RC4 implementation for AMD64

Marc Bevand
<m (at) zorinaq.com>
November 1, 2004


rc4-amd64.html - Latest version of this paper
rc4-amd64.tar.bz2 - RC4 implementation for AMD64


Eric Young, from RSA Security, informed me they optimized RC4 for AMD64 a long time ago. He estimates their implementation "scales to 331.4e6 bytes/sec" (316 MB/s) on a 1.8 GHz AMD64 processor, which is comparable to rc4-amd64's results (319 MB/s).
Actually, an AMD64 assembly version of RC4 has already been committed into the OpenSSL CVS repository on July 2004. I was not aware of this when developing rc4-amd64. Anyway, Andy Polyakov, from OpenSSL, has now updated their assembly version, based on some ideas presented in this paper. This has boosted their performance by a factor of about 1.5x.
Some people reported to me that rc4-amd64 runs at 354 MB/s on a 2.0 GHz Opteron x46 processor, and 393 MB/s on a 2.2 GHz Opteron x48. This means rc4-amd64 theoretically scales to 461 MB/s on a 2.6 GHz FX-55 processor (fastest AMD64 processor currently sold by AMD).
Jose Castejon-Amenedo, from HP, pointed out to me that "HP's RC4 implementation for IA64 delivers 381 MB/s - on a 1.3 GHz Madison." Theoretically, this code scales to 469 MB/s on a 1.6 GHz Itanium 2 (fastest IA64 processor currently sold by Intel). Because of this, rc4-amd64 is not the "world's fastest RC4 implementation running on general purpose CPUs", as it was claimed in the conclusion.
Dean Gaudet advised me to replace the ror instruction by a combination of shl+bswap. This is indeed about 1% faster, the implementation has been updated (rc4-amd64 now runs at 322 MB/s on a 1.8 GHz processor, instead of 319 MB/s).
Andy Polyakov has updated OpenSSL i386 RC4 implementation, thus the performance gap between AMD64 and i386 has been reduced !
Mozilla developers are currently working to incorporate rc4-amd64 into their code base.
Updated email and URL.


RC4, or Arcfour, is one of the fastest stream cipher available. Unfortunately none of the current implementations of this cipher achieve really good speeds on AMD64 processors. This is true when such processors run in 32-bit mode as well as 64-bit mode. The reason for this lack of speed depends on the mode:

This unhappy situation is partly due to the fact that the AMD64 architecture is very recent: AMD sold its first AMD64 processors in 2003, while i386 processors have been introduced in 1986. Generally speaking, most CPU-hungry i386 applications are already very well optimized, while much of the work remains to be done for AMD64. This paper demonstrates it is possible to achieve incredible speedups by writing AMD64 assembly code: throughput of the best currently known RC4 implementations has been surpassed by a factor of two.

Current implementations

OpenSSL offers some of the fastest implementations of RC4. Here is the throughput it can reach on recent i386 & AMD64 processors:

OpenSSL 0.9.7d (openssl speed rc4)
Processor Throughput (MB/s)
Athlon XP 3000+ 2.2 GHz 198
Opteron 244 1.8 GHz (32-bit) 163
Opteron 244 1.8 GHz (64-bit) 135
Pentium 4 3.0 GHz 120

All of those processors run in 32-bit mode, except for the Opteron (marked in bold) which runs in 64-bit mode. As we can see, the Opteron is quite slow in 64-bit mode (135 MB/s), it is just a little faster than the Pentium 4 (120 MB/s -- Pentium 4 processors are known to be particularly slow in this benchmark). The Opteron is faster in 32-bit mode (163 MB/s), but not that much. As explained in the introduction, this 32-bit/64-bit difference is due to the fact that OpenSSL provides 2 different RC4 implementations, one is an optimized i386 assembly language version, and the other is a generic C language version.

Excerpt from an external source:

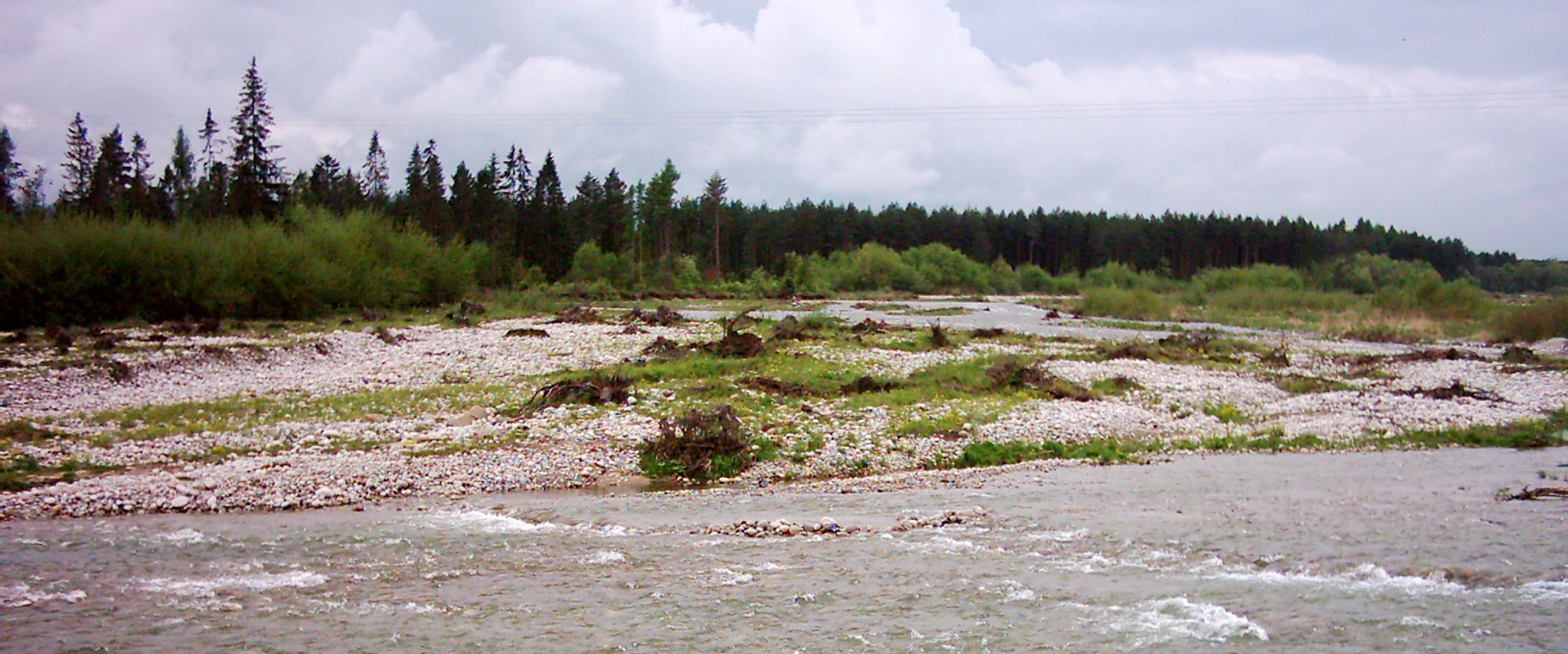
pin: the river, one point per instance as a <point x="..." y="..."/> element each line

Note: OpenSSL version 0.9.7d has been used on each processor. The GCC version used to compile OpenSSL really matters only for the Opteron in 64-bit mode because it is the only case where C code is being evaluated. This benchmark used GCC 3.4.2 with the options -march=opteron -O3 (basically the best that is available nowadays). Another important point to consider when compiling the C version of RC4 for OpenSSL is how the following macros has been defined, this benchmark used: -DRC4_INT='unsigned char' -DRC4_CHUNK='unsigned long' (default values defined in opensslconf.h).

New implementation

As presented above, such speeds are unacceptable. AMD64 processors are capable of much faster RC4 throughput. That's why I decided to write an AMD64 assembly language version of RC4: rc4-amd64. It can be obtained from the "Download" section at the top of this paper. Please note that I have placed this implementation in the public domain, so that it can be useful to the maximum number of people. Here is the throughput of rc4-amd64:

rc4-amd64 (rc4speed, provided with rc4-amd64)
Processor Throughput (MB/s)
Opteron 244 1.8 GHz (64-bit) 322

In 64-bit mode, we now get 322 MB/s with rc4-amd64, instead of 135 MB/s with OpenSSL. rc4-amd64 is more than 2.3 times (or +130%) faster than OpenSSL. And, believe me or not, rc4-amd64 was a week-end hack: I did not spend more than 10 hours working on it. I hope this shows you what is possible when code is optimized for the AMD64 architecture.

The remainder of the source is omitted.